Quatrième performance de cette exposition est la juxtaposition, la comparaison entre Caravage et ses contemporains. Les tableaux du Caravage sont exposés avec les œuvres d’illustres contemporains, comme le Cavalier d’Arpin, Annibal Carrache, Orazio Gentileschi, Giovanni Baglione ou Ribera. Cette confrontation nous dévoile toute l’étendue du génie novateur de Caravage. Lorsque l’on est devant des tableaux tels que » le Saint Jerôme écrivant » comparé au Saint Jérôme de Orazio Gentileschi  ou même plus percutant encore devant « Le jeune Saint Jean baptiste au bélier » comparé au « Saint Jean Baptiste au mouton »  de Bartolomeo Manfredi, on ne peut qu’être fasciné devant  la suprématie du génie du Caravage. Le Saint Jérôme sort du tableau on le voit jaillissant avec un réalisme  saisissant, plein d’une énergie incroyable, d’une émotion brute. Caravage propose ainsi une nouvelle « grammaire picturale » basé sur l’étude de la réalité, Ses personnages sont humains, jusque dans leurs émotions.

Le dernier et cinquième challenge est de nous faire toucher du doigt en tous les cas de l’œil  l’effervescence artistique qui régnait alors dans Rome. Ainsi, trente et une œuvres sont réunies, Dix du Caravage, et vingt et une de ses contemporains. On sent l’émulation, la rivalité.
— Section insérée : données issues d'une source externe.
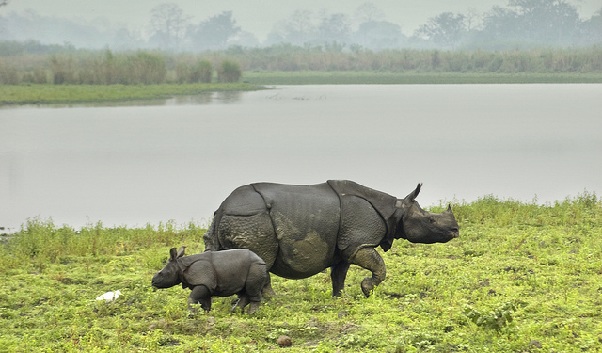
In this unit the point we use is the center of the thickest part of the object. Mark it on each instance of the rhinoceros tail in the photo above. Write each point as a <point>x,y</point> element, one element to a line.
<point>210,237</point>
La commissaire de l’exposition Franscesca Capelletti dit que c’est cette période profondément stimulante qui a donné sa maturité artistique à Caravage. Sans cette période il n’aurait pas atteint ses sommets,  sans cette concurrence acharnée il ne serait pas devenu Le Caravage.

 

UN bref résumé de la vie du peintre :
Le Caravage, de son vrai nom Michelangelo Merisi, est né à Milan, en 1571. Jeune peintre prometteur, il se rend à Rome en 1593 pour entrer dans l’atelier de Giuseppe Cesari, dit le Cavalier d’Arpin. C’est là qu’il se fait connaître de la haute noblesse italienne. C’est là qu’il affirme donc son art mais aussi qu’il multiplie les bagarres et divers incidents pour finir avec l’accusation de meurtre en 1606 qui le fera s’enfuir pour ne jamais revenir. Désormais, Il va mener une vie d’errance  en poursuivant toujours son travail pictural et ses problémes avec la justice. IL va aller à Malte, et ensuite en Sicile. En 1610, le Caravage décide de rentrer à Rome dans l’espoir d’être gracié par le pape. Il meurt de la malaria, avant d’arriver à destination, à l’âge de 38 ans.
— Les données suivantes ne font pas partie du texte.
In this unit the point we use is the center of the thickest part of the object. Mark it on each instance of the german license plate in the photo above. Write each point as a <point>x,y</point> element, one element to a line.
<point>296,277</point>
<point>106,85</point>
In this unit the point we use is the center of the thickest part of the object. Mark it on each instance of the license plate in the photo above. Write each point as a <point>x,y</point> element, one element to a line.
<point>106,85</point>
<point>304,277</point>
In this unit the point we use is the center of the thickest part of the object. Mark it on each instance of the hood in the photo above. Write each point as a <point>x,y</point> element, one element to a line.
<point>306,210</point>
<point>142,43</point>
Caravage a inventé un style révolutionnaire pour l’époque avec une grammaire et un vocabulaire pictural entièrement nouveau qui inspirea d’abord ses contemporains, tels que Carlo Saraceni, Orazio Gentileschi ou encore Bartolomeo Manfredi  et ensuite les générations futures. Ainsi, des peintres comme le Français Simon Vouet (1590-1649) ou l’Espagnol Diego Vélasquez (1599-1660) ont eu, à leurs débuts, une période dite «caravagesque ».

Exposition incontournable jusqu’au 28 janvier 2019 au Musée Jacquemart-André, Paris (8e).